EDIT sorry, I've confused two of your functions. So that like was incorrect.
I want to calculate the sum of digits of a number in Scheme. It should work like this:
>(sum-of-digits 123)
6
My idea is to transform the number 123 to string "123" and then transform it to a list '(1 2 3) and then use (apply + '(1 2 3)) to get 6.
but it's unfortunately not working like I imagined.
>(string->list(number->string 123))
'(#\1 #\2 #\3)
Apparently '(#\1 #\2 #\3) is not same as '(1 2 3)... because I'm using language racket under DrRacket, so I can not use the function like char->digit.
Can anyone help me fix this?
An alternative method would be to loop over the digits by using modulo. I'm not as used to scheme syntax, but thanks to #bearzk translating my Lisp here's a function that works for non-negative integers (and with a little work could encompass decimals and negative values):
(define (sum-of-digits x)
(if (= x 0) 0
(+ (modulo x 10)
(sum-of-digits (/ (- x (modulo x 10)) 10)))))
Something like this can do your digits thing arithmetically rather than string style:
(define (digits n)
(if (zero? n)
'()
(cons (remainder n 10) (digits2 (quotient n 10))))
Anyway, idk if its what you're doing but this question makes me think Project Euler. And if so, you're going to appreciate both of these functions in future problems.
Above is the hard part, this is the rest:
(foldr + (digits 12345) 0)
OR
(apply + (digits 1234))
EDIT - I got rid of intLength above, but in case you still want it.
(define (intLength x)
(define (intLengthP x c)
(if (zero? x)
c
(intLengthP (quotient x 10) (+ c 1))
)
)
(intLengthP x 0))
Those #\1, #\2 things are characters. I hate to RTFM you, but the Racket docs are really good here.
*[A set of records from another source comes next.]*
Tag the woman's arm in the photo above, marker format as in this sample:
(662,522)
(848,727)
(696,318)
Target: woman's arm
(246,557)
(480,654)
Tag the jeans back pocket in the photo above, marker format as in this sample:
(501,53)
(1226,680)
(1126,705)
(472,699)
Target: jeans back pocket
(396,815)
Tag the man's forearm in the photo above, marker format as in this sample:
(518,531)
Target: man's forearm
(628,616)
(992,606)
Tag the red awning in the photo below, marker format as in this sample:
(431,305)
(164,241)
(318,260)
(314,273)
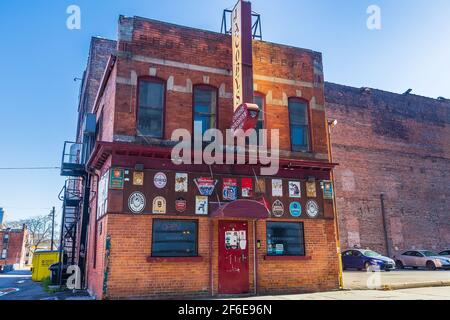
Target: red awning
(242,208)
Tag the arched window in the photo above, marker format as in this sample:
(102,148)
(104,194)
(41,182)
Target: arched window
(150,114)
(205,107)
(299,124)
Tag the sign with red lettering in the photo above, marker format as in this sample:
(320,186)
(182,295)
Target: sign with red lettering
(229,189)
(245,117)
(241,29)
(247,187)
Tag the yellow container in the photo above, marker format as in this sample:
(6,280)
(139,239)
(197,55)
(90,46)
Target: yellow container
(42,260)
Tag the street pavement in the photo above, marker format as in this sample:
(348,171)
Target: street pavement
(434,293)
(17,285)
(374,280)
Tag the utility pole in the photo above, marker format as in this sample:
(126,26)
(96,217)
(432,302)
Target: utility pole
(53,227)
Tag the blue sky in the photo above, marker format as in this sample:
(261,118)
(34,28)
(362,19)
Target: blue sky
(39,58)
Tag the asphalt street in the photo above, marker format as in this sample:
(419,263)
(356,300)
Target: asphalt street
(17,285)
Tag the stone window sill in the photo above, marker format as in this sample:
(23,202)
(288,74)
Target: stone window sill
(287,258)
(174,259)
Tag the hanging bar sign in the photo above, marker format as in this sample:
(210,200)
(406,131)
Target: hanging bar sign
(242,53)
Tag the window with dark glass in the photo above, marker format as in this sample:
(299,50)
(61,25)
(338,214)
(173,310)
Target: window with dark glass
(151,108)
(205,105)
(285,239)
(259,100)
(299,124)
(174,238)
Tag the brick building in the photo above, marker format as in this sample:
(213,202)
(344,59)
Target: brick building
(280,232)
(398,146)
(13,250)
(391,184)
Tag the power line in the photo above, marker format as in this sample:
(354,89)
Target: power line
(31,168)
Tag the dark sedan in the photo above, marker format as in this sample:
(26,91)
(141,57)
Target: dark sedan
(366,259)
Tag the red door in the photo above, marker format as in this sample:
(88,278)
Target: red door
(233,257)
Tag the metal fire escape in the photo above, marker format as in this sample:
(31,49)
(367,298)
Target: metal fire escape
(75,196)
(71,195)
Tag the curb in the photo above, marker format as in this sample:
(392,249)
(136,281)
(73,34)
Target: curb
(398,286)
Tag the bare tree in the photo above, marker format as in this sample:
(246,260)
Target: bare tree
(39,230)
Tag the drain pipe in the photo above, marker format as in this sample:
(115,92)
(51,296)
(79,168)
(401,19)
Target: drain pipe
(383,214)
(255,268)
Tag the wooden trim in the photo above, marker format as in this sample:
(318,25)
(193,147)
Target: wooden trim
(174,259)
(287,258)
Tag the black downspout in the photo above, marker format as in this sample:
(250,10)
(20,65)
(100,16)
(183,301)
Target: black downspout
(82,250)
(61,242)
(383,213)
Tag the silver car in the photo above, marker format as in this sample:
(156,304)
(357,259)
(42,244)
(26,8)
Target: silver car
(422,259)
(445,253)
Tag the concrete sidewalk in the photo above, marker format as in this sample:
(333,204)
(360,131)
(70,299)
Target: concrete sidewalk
(440,293)
(400,279)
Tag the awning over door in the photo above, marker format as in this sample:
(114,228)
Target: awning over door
(242,208)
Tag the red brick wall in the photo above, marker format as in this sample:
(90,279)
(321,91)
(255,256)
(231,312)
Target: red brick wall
(150,48)
(131,276)
(397,145)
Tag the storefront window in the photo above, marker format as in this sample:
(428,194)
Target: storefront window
(151,108)
(285,239)
(174,238)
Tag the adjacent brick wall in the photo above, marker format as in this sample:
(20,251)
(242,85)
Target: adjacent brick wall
(397,145)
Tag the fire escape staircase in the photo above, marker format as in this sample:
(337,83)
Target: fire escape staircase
(71,195)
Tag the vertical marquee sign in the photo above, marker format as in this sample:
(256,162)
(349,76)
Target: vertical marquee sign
(242,54)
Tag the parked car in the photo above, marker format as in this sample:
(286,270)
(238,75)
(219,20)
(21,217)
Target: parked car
(445,253)
(364,259)
(422,259)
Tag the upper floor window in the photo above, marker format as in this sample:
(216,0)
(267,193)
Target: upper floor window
(150,120)
(205,107)
(259,100)
(299,124)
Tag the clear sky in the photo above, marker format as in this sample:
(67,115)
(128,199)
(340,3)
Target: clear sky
(39,57)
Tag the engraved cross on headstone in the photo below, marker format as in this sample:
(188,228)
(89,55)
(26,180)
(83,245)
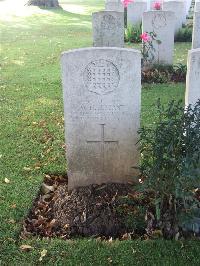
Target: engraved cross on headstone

If you highlight string->list in DrRacket and hit F1, you should get a browser window with a bunch of useful information.
So as not to keep you in the dark; I think I'd probably use the "string" function as the missing step in your solution:
(map string (list #\a #\b))
... produces
(list "a" "b")
A better idea would be to actually find the digits and sum them. 34%10 gives 4 and 3%10 gives 3. Sum is 3+4.
Here's an algorithm in F# (I'm sorry, I don't know Scheme):
let rec sumOfDigits n =
if n<10 then n
else (n%10) + sumOfDigits (n/10)
This works, it builds on your initial string->list solution, just does a conversion on the list of characters
(apply + (map (lambda (d) (- (char->integer d) (char->integer #\0)))
(string->list (number->string 123))))
The conversion function could factored out to make it a little more clear:
(define (digit->integer d)
(- (char->integer d) (char->integer #\0)))
(apply + (map digit->integer (string->list (number->string 123))))
(define (sum-of-digits num)
(if (< num 10)
num
(+ (remainder num 10) (sum-of-digits (/ (- num (remainder num 10)) 10)))))
recursive process.. terminates at n < 10 where sum-of-digits returns the input num itself.